NRW-Gesundheitsministerin Barbara Steffens in Bethel
Verunglimpfung der Altenhilfe muss aufhören

Von Petra Wilkening


"Pflegen kann doch jeder!" Gegen diese Abwertung des Pflegeberufs, auch aus der Politik, verwahrt sich Nordrhein-Westfalens Gesundheitsministerin Barbara Steffens entschieden. Professionelle Pflege erfordert gut ausgebildete Fachkräfte; allein in NRW fehlen 3000. Damit die Träger von Pflegeeinrichtungen mehr Ausbildungsplätze bereitstellen, führt die Landesregierung in diesem Jahr die Umlagefinanzierung wieder ein. Die gute Nachricht überbrachte die Ministerin im März bei ihrem Besuch in Bethel. Im Pflegezentrum Lohmannshof in Bielefeld traf sie sich mit Leitungskräften der Altenhilfe.


Bis 2003 zahlte jeder Träger für die Ausbildung des Nachwuchses eine Umlage, die sich nach der Anzahl seiner examinierten Fachkräfte richtete. Seither muss, wer Ausbildungsplätze anbietet, alleine für die Kosten aufkommen. Engagierte Träger werden bestraft: Um den Mehraufwand für die Nachwuchsausbildung zu finanzieren, müssen sie ihren Pflegesatz erhöhen und werden so weniger konkurrenzfähig. "Die privaten Träger bilden nicht selbst aus und warten einfach auf unsere Absolventen", kritisiert Bethels stellvertretender Vorstandsvorsitzender Pastor Bernward Wolf.

Der massive Mangel an Pflegekräften in NRW macht sich auch in der Betheler Altenhilfe deutlich bemerkbar: Von den 44 ausgeschriebenen Stellen im vergangenen Jahr konnte nur die Hälfte mit einer Fachkraft besetzt werden. Wenig förderlich für die Nachwuchsgewinnung ist das Image des Altenpflege-Berufs. Vereinzelte Skandale führen zur Verunglimpfung des gesamten Berufsstandes. "Skandale gibt es, und sie dürfen nicht totgeschwiegen werden.
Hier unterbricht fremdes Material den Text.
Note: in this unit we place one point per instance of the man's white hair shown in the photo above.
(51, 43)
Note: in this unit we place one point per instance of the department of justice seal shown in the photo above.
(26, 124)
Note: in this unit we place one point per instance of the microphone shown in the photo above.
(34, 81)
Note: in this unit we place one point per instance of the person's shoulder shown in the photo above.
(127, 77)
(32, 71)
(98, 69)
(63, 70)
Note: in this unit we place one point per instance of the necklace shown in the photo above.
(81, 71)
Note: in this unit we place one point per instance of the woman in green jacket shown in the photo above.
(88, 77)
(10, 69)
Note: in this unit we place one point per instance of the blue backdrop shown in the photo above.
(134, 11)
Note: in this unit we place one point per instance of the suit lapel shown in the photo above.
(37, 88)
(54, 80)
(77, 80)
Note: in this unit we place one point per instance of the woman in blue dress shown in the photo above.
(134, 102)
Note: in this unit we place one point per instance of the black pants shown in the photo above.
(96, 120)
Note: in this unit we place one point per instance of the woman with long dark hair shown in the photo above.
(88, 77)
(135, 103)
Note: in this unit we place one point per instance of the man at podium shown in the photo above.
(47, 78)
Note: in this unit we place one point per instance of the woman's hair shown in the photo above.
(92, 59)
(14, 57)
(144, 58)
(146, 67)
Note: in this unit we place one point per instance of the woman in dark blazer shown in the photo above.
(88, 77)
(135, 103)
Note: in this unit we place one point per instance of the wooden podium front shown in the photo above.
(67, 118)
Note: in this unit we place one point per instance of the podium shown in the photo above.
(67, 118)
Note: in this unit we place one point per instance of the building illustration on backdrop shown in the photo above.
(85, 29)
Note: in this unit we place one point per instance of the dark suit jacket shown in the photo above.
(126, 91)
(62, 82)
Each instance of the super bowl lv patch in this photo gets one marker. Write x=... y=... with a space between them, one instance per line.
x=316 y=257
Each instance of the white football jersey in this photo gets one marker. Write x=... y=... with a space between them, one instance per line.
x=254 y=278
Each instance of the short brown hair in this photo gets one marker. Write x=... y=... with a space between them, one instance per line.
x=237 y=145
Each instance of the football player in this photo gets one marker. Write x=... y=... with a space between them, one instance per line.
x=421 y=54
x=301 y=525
Es kommt aber zu Pauschalisierungen, und das trifft die Mitarbeiter", machte Altenhilfe-Geschäftsführer Ulrich Strüber in dem Fachaustausch deutlich.

Klare Worte fand auch Petra Knirsch, Bethels "dienstälteste" Einrichtungsleiterin in der Altenhilfe. "Die finanziellen Rahmenbedingungen werden enger, Personal und Gehälter reduziert, mit weniger Kräften müssen immer pflegebedürftigere Menschen versorgt werden, und zugleich heißt es in der öffentlichen Meinung: Die Heime zocken die Leute ab, die Menschen werden totgepflegt, es muss stärker kontrolliert werden." Die Pflegebedürftigen und ihre Angehörigen wollten für wenig Geld eine Spitzenqualität - und die Leitungskräfte müssten es schaffen, den hohen Anforderungen zu genügen und dabei in dem vorgegebenen Kostenrahmen zu bleiben. "Zugleich begegnen uns Öffentlichkeit und Kostenträger mit Misstrauen, und wir befinden uns in einer ständigen Verteidigungsposition. Das macht mürbe!", so Petra Knirsch. Auch Ministerin Steffens ärgert sich über die Berichterstattung in den Medien und will sich für ein besseres Image der Altenhilfe einsetzen. "Dinge laufen überall schief, es gibt kein stärkeres Maß an Böswilligkeit in der Altenhilfe als anderswo, und wir wehren uns als Ministerium dagegen, dass es für Pflegeeinrichtungen Sonderregelungen der Überwachung geben soll."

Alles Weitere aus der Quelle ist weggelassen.